Son yıllarda ev kiralarında meydana gelen fahiş artışların, kamu görevlilerinin büyükşehirlerde ve tatil beldelerinde çalışmalarını imkansız hale getirdiği belirtilen açıklamada, "Birçok yerde ev kiraları maaşın üzerindedir. Kamu lojmanları ise nispeten kolaylık yaratmaktadır. Bu kiraların rayiç bedel üzerinden değerlendirilecek olması kamu hizmetlerinin tamamen aksamasına yol açacak, beklenen etkiyi yaratamayacaktır." görüşüne yer verildi.

“NORMLAR HİYERARŞİSİNE AYKIRI"

Kamu-Sen açıklamasında "Halen yürürlükte olan toplusözleşme ve Kamu Görevlileri Hakem Kurulu Kararları, personel servisleri, seyahat kartları, giyim yardımları gibi Cumhurbaşkanlığı Genelgesi'ne konu olan pek çok hususa ilişkin, kanun gücünde hükümler içermektedir.
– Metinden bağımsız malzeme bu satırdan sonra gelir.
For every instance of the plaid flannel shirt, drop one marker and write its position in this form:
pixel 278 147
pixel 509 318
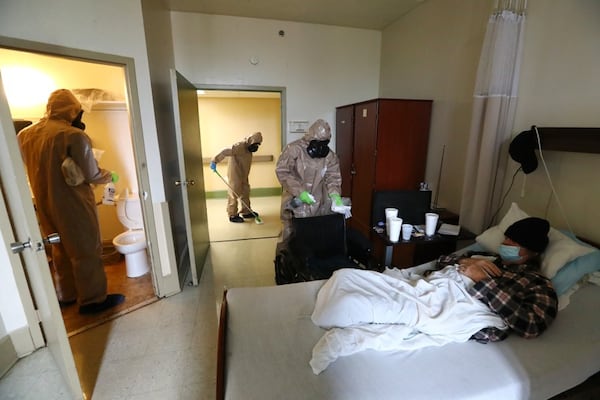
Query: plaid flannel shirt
pixel 521 296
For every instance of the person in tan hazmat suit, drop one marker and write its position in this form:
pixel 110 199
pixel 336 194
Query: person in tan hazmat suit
pixel 309 173
pixel 240 161
pixel 68 208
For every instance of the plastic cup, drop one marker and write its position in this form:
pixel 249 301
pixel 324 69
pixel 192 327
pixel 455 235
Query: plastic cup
pixel 431 223
pixel 395 226
pixel 406 232
pixel 389 212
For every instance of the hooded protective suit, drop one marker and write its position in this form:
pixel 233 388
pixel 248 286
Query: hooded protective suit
pixel 68 210
pixel 240 161
pixel 297 171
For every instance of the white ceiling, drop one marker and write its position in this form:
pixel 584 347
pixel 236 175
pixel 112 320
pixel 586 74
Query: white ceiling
pixel 366 14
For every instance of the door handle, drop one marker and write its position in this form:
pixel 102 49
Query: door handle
pixel 19 247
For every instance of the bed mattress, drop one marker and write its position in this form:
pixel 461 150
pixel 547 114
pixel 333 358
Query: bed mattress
pixel 270 337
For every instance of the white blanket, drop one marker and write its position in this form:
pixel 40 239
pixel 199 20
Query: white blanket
pixel 387 312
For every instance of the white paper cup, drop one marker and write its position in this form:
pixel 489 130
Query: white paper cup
pixel 395 226
pixel 431 223
pixel 406 231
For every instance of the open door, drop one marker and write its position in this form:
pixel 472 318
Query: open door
pixel 20 230
pixel 191 182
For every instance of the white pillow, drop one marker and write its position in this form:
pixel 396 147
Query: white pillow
pixel 561 249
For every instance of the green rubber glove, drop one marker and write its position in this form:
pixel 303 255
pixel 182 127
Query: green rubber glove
pixel 337 200
pixel 306 198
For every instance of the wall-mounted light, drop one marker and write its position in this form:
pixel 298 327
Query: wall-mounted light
pixel 27 90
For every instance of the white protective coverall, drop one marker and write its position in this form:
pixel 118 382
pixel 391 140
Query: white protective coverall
pixel 298 172
pixel 240 161
pixel 68 210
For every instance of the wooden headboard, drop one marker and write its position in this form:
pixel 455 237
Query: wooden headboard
pixel 578 140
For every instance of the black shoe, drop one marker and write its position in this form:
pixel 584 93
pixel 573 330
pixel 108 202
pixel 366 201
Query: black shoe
pixel 236 218
pixel 110 301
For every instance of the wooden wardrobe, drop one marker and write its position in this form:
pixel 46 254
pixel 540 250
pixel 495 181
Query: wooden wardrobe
pixel 382 145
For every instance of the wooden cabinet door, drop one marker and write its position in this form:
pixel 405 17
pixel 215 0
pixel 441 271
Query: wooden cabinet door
pixel 344 144
pixel 365 139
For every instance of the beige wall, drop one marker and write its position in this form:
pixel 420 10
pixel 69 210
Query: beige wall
pixel 225 121
pixel 560 86
pixel 433 52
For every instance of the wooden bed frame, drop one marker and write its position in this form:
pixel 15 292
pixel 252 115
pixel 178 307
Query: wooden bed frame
pixel 580 140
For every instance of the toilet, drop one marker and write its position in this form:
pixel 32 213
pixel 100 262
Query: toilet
pixel 132 243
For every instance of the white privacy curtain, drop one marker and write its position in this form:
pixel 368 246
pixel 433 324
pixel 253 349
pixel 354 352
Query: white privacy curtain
pixel 494 105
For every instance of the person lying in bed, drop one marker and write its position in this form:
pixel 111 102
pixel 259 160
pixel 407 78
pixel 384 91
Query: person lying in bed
pixel 510 283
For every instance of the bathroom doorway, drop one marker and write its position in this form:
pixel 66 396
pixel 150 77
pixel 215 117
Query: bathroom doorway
pixel 101 89
pixel 228 115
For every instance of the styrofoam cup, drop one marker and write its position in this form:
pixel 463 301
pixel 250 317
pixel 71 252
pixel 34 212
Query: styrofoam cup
pixel 395 226
pixel 406 231
pixel 431 223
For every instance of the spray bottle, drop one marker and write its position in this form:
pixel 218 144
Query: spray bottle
pixel 108 198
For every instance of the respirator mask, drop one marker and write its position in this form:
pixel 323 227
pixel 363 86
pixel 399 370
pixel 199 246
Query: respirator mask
pixel 318 148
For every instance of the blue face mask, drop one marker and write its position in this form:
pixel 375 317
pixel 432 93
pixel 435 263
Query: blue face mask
pixel 509 253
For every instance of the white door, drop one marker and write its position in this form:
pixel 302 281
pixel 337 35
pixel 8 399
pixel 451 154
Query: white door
pixel 191 181
pixel 20 226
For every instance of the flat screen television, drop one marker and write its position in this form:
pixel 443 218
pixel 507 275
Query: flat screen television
pixel 411 204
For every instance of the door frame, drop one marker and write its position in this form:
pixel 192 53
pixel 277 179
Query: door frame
pixel 247 88
pixel 163 285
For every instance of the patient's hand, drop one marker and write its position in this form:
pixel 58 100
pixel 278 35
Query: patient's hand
pixel 478 269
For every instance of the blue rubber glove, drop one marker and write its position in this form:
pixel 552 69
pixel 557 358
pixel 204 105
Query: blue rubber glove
pixel 337 200
pixel 306 198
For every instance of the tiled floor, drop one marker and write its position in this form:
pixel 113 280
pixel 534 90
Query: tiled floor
pixel 166 350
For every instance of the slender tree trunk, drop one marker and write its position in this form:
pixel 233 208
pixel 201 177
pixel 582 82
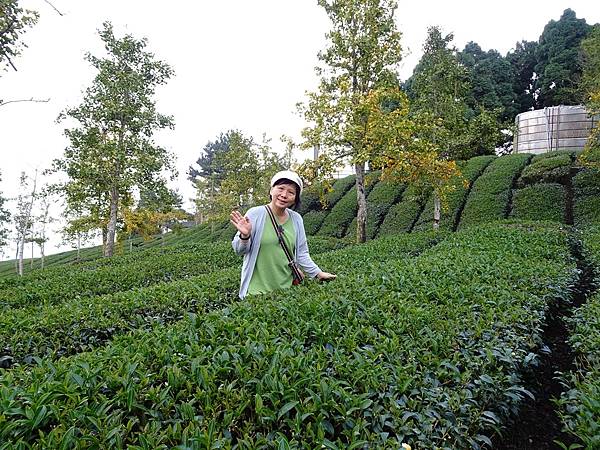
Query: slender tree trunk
pixel 436 211
pixel 78 246
pixel 21 249
pixel 112 222
pixel 361 215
Kanun hükmündeki kararların normlar hiyerarşisine aykırı bir biçimde genelgeler ya da yönetmelikler yoluyla kaldırılması hukuka aykırı bir durumdur." denilerek, genelgenin yargıya taşındığı kaydedildi.

Alın terinden değil israftan tasarruf edileceğini vurgulayan Kamu-Sen, memur ve emeklilerin sorunlarını dile getirmek için 22 Mayıs Çarşamba tüm illerde saat 12.30'da eş zamanlı olarak basın açıklaması yapacağını bildirdi.